Haskell has a resticted syntax to define type families:

(1)   type family Length (xs :: [*]) where
(2)     Length '[] = 0
(3)     Length (x ': xs) = 1 + Length xs

On the lines (2) and (3) on the left side of the equal sign (=) we only have simple pattern matching. On the right side of the equal sign we have just type level function application and as a syntactic sugar there are type operators ((+) in line (3)).

There are no guards, no case expressions, no if-then-else syntax, no let and where's and there is no partial function application. This is not a problem, as the missing case expression can be replaced by a specialized type level function, that pattern matches on the different cases, the missing if-then-else syntax can be replaced by the If function of the Data.Type.Bool package.

Looking at some examples we see, that pattern matching syntax on the type level has at least one additional feature, not available in normal Haskell value level functions:

(1)   type family Contains (lst :: [a]) (elem :: a) where
(2)     Contains (x ': xs) (x) = 'True
(3)     Contains '[]       (x) = 'False
(4)     Contains (x ': xs) (y) = Contains xs (y)

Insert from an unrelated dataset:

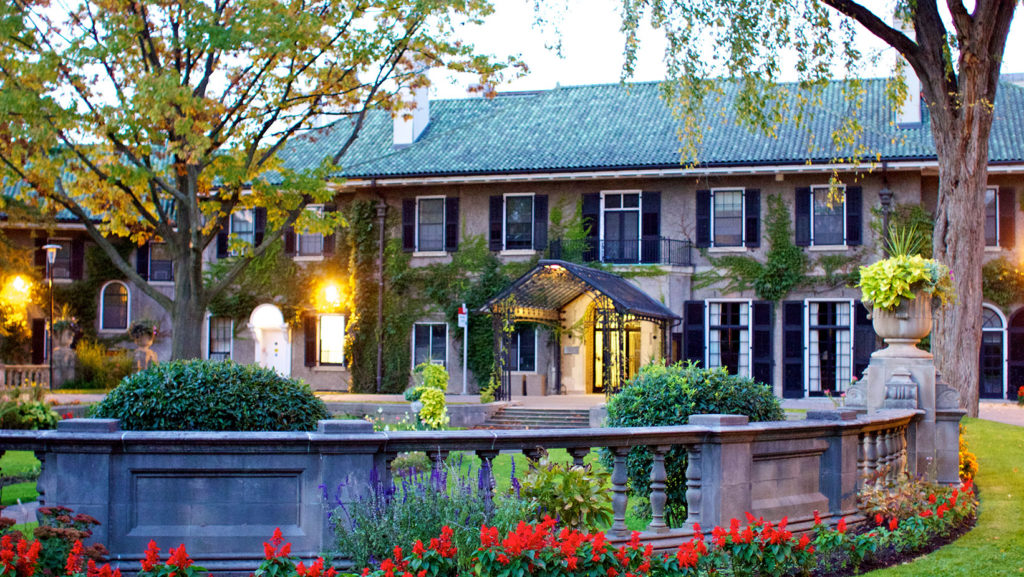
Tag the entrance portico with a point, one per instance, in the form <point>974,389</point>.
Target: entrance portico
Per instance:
<point>604,328</point>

In line (2) we use twice the variable x. Line (2) evaluates to 'True, if the head of the list of the first parameter is equal as the second parameter. If we do the same thing on a value level function, GHC answers with a Conflicting definitions for 'x' error. In value level functions we must add an Eq a => context to compile the function.

Type level pattern matching seems to work similar as unification back in the old times of Prolog. I unsuccessfully googled for some documentation about the syntax of type level functions.

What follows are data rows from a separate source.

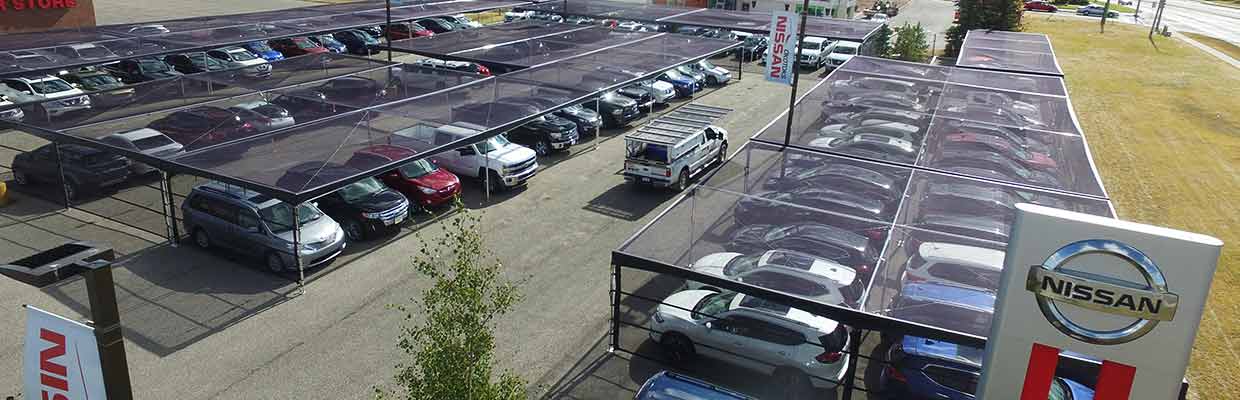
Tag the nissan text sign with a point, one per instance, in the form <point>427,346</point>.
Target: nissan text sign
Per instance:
<point>781,57</point>
<point>1126,294</point>
<point>61,360</point>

• Why does GHC not require something like an a ~ b type equality constraint in the definition of the Contains type family?
• Is type equality always available?
• Has the type family syntax other additional features, that are unavailable on the value level?
• Where is this documented?

Answer 1

Haskell's type-level language is a purely first-order language, in which "application" is just another constructor, rather than a thing which computes. There are binding constructs, like forall, but the notion of equality for type-level stuff is fundamentally mere alpha-equivalence: structural up to renaming of bound variables. Indeed, the whole of our constructor-class machinery, monads, etc relies on being able to take an application m v apart unambiguously.

Type-level functions don't really live in the type-level language as first-class citizens: only their full applications do. We end up with an equational (for the ~ notion of equality) theory of type-level expressions in which constraints are expressed and solved, but the underlying notion of value that these expressions denote is always first-order, and thus always equippable with equality.

Hence it always makes sense to interpret repeated pattern variables by a structural equality test, which is exactly how pattern matching was designed in its original 1969 incarnation, as an extension to another language rooted in a fundamentally first-order notion of value, LISP.